No case is cited to us nor have we found an Oklahoma case undertaking to reconcile the various inconsistent rules. And it is not the province of this court to undertake to settle the uncertainties and inconsistencies in Oklahoma case law. It is sufficient for our purposes that the Oklahoma federal trial judge held the statute commences to run from the date of judgment and that his view of the Oklahoma law is squarely supported by Oklahoma decisions which have been neither overruled nor distinguished. See Ziska v. Ziska, supra; Indian Land & Trust Co. v. Owen, supra; Rye v. McReynolds, supra. Indeed, this court has construed the Oklahoma cases to hold that although a suit of this nature might have been brought within two years without obtaining a judgment, the limitation is not operative until the judgment is rendered. See Dykes v. Little, 31 F.2d 742 (8th Cir. 1928), affirmed on this point, Keaton v. Little, 34 F.2d 396 (10th Cir. 1929).

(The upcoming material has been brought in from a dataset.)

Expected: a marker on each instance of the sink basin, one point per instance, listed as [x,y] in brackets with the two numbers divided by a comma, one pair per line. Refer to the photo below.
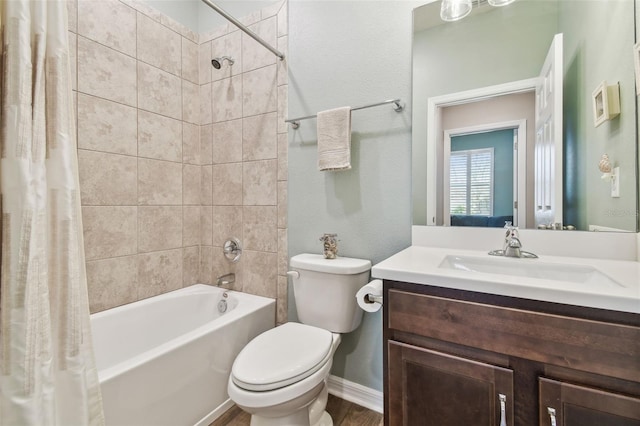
[530,268]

Little need be said in regard to fraud. The Oklahoma court has prescribed some of the indicia or badges of fraud as inadequacy of consideration, insolvency of transferor, relationship of the transferor and transferee, pendency or threat of litigation, and transfer of the debtor's entire estate. See Ebey-McCauley Co. v. Smith, 353 P.2d 23 (Okl.1960); Payne v. Gilmore, 382 P.2d 140 (Okl.1963). The established facts in our case show that Mr. Jones received a letter from Warehouse Corporation on August 19, 1963, advising him that suit would probably be filed that week on his indebtedness; on August 22, 1963, Mr. Jones filed two warranty deeds conveying to Mrs. Jones 525 acres, title to which stood in the name of Mr. Jones only, 475 acres with title in the name of the Joneses, and 20 acres which Mr. Jones owned as a tenant in common with another man; in January, 1964, after litigation had begun, Mr. Jones filed two quitclaim deeds to Mrs. Jones conveying all gas and mineral rights in described lands not included in the warranty deeds; all of this property was heavily mortgaged; Mr. Jones said that he made the conveyances because he wanted to pay his debt to his wife and because he was afraid Warehouse was "going to rock the boat"; at the date of the conveyances and thereafter, Mr. Jones was insolvent; following the conveyances to his wife, Mr. Jones remained in possession of the land; after the conveyances Mr. Jones had very few assets, all of which were heavily mortgaged. As the Joneses contend, a debtor may prefer a creditor in Oklahoma, even a wife, but it is essential that such preference be made and accepted in good faith. See 24 Okla.Stat. 11 (1961); McRoberts v. Upsher & Upsher, 175 Okl. 145, 52 P.2d 1070 (1936). The trial court specifically found that the conveyances were not in good faith. In light of all the circumstances and testimony of Mr. Jones, we cannot say that such finding was clearly erroneous. Indeed, the established facts make out a classical case of fraudulent conveyance.